Steven Tyler and Joe Perry of Aerosmith, Mick Jagger and Keith Richards of The Rolling Stones, and several other artists have signed onto an open letter demanding politicians get permission before using their songs in any political capacity.
The nonprofit Artists Rights Alliance (ARA) wants Democratic and Republican campaigns to “Establish clear policies requiring campaigns to seek consent of featured recording artists, songwriters and copyright owners before publicly using their music in a political or campaign setting.”
The letter goes on to say, “As artists, activists and citizens, we ask you to pledge that all candidates you support will seek consent from featured recording artists and songwriters before using their music in campaign and political settings. This is the only way to effectively protect your candidates from legal risk, unnecessary public controversy and the moral quagmire that comes from falsely claiming or implying an artist’s support or distorting an artists’ expression in such a high stakes public way.”

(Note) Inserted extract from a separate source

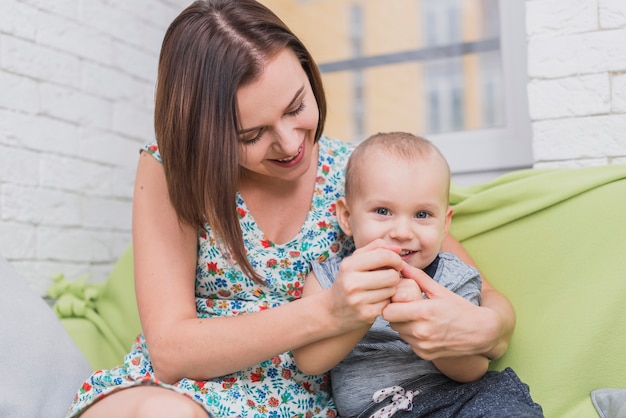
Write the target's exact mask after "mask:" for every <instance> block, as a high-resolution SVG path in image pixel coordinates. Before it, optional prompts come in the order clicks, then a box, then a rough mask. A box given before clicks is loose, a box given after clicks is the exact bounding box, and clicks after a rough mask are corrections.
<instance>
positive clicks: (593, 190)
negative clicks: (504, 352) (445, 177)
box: [452, 166, 626, 418]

Other bands like R.E.M. and Pearl Jam have signed on the letter which says it’s not a new or partisan issue. “Every election cycle brings stories of artists and songwriters frustrated to find their work being used in settings that suggest endorsement or support of political candidates without their permission or consent,” they wrote. “Being dragged unwillingly into politics in this way can compromise an artist’s personal values while disappointing and alienating fans – with great moral and economic cost. For artists that do choose to engage politically in campaigns or other contexts, this kind of unauthorized public use confuses their message and undermines their effectiveness.”